After three months of European competition Rea returned to the States, and in November moved to Clemson, S.C. to train in warm weather. He slept on a cot in a dormitory room at Clemson University, did some tutoring, ran study halls and kept a hand in the profession—and the bill collectors at bay—by performing experimental surgery on dogs for the university. In February Rea finished second to Larry Myricks—the No. 1-ranked long jumper in the world last year—at the national indoor championships in Madison Square Garden. On May 3 he jumped a wind-aided 26'7¾" in Houston, and later that month he jumped 26'7" in Knoxville. By that time, of course, the USOC had already voted to go along with the boycott of the Moscow Games. Austria's Olympic Committee, however, rejected a boycott proposal 37-7.
Rea had never considered withdrawing from his Olympic quest. "The athletes have been doing it for themselves all these years, handing out towels and jockstraps to finance their training," he says, "and all of a sudden Carter wants them to help him out of his own political bind. If he had just quietly tried to get the support of the athletes instead of ordering them: 'Look, you're not going,' he would've gotten a lot better results. If I felt I was the only Westerner going it might change my mind, but it's still going to be a helluva Games."
Rea encountered virtually no flak in the U.S.—not from athletes or coaches left behind; not from his now-retired Army father; not from the USOC. One American interviewer asked, "Don't you feel unpatriotic...?"—but that was cut short with an obscenity from Rea.
Rea plans to return to the U.S. after the Olympics and, if he jumps well in Moscow, to continue competing.

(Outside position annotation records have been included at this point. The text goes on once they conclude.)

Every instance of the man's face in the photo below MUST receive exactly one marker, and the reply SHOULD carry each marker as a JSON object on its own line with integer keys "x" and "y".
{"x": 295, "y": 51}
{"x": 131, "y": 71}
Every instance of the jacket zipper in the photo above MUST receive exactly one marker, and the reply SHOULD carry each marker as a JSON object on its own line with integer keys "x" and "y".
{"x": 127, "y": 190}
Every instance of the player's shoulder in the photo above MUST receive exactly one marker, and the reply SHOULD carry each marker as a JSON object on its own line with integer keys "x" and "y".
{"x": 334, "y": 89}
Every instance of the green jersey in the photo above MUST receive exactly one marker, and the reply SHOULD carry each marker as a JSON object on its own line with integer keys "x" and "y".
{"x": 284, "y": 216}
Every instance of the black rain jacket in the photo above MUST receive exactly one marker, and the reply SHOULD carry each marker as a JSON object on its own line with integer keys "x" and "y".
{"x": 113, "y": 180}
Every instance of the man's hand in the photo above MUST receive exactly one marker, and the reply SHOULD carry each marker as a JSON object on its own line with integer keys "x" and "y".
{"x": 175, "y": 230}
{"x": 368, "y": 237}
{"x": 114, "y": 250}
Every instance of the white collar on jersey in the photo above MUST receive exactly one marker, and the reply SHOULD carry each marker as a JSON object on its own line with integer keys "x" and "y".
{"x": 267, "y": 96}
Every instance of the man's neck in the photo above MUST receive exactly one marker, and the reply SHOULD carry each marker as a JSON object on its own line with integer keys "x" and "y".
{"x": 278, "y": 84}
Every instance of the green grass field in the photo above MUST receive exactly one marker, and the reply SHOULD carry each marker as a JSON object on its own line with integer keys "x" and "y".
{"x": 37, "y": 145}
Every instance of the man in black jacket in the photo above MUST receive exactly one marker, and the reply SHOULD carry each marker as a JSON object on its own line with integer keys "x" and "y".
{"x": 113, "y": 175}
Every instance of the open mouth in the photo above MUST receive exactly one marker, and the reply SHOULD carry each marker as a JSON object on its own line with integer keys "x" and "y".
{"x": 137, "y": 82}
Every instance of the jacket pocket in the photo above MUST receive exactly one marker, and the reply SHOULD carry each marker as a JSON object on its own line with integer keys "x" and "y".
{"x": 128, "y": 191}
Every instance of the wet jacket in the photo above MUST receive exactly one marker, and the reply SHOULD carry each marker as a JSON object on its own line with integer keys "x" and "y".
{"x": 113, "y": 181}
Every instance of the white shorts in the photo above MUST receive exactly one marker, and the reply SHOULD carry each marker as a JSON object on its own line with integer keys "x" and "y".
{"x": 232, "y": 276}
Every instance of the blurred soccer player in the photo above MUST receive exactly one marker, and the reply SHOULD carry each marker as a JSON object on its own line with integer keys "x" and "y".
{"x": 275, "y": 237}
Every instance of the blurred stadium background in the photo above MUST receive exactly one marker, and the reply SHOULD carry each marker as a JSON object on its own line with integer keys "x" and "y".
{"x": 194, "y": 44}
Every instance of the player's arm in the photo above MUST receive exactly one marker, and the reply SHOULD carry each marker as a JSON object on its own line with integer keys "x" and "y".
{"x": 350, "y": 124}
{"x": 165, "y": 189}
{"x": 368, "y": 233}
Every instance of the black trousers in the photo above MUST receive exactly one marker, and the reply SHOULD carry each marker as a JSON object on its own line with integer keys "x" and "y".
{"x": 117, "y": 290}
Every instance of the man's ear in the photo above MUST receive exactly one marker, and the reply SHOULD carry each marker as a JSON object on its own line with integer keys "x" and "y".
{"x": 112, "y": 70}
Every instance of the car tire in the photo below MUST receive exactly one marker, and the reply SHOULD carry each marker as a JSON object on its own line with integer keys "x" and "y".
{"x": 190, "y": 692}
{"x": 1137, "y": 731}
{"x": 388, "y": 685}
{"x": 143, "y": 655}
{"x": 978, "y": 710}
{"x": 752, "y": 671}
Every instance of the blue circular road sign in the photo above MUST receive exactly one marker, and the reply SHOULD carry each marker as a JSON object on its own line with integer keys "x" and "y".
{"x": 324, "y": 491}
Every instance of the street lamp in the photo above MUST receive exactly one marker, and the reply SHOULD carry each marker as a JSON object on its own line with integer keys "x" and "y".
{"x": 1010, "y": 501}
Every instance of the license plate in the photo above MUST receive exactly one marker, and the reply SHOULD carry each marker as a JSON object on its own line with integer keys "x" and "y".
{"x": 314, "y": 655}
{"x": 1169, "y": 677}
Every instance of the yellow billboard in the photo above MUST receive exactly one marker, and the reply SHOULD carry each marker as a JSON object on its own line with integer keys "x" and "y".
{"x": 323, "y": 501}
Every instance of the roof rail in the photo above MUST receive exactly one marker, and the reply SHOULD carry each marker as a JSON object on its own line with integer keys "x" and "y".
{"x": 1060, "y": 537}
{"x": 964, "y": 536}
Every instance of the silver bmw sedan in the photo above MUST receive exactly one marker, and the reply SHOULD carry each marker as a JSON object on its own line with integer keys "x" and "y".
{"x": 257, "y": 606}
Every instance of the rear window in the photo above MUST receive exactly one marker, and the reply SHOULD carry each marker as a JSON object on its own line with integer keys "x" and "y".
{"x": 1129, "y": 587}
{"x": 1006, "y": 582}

"I've always wanted to go to the Olympic Games," says Rea. "I've always wanted to win a medal. So what I've got is tunnel vision. It's important to me that I've done it by myself, that I've been able to get this far by myself. Eventually, maybe I'll go back to Pittsburgh and open a dentist's office, but right now I'm too young. I'd be lying to you if I said I had a good chance to win a silver or gold. But put it this way: if I have my best day ever, I could win an Olympic medal."
Which is the attraction of sport. In what other activity can one ever say with certainty: That was my best day ever.
At Winterthur the press spokesman for the Austrian Athletics Union came over to Rea and asked, "The rest of the U.S. athletes...they want to go?"
The spokesman pressed his palms together and smiled at Rea. "You," he said. "You are the lucky one."
The spokesman was prescient. A short time later Rea was informed that his U.S. jumps would be accepted for qualifying. He had made the team.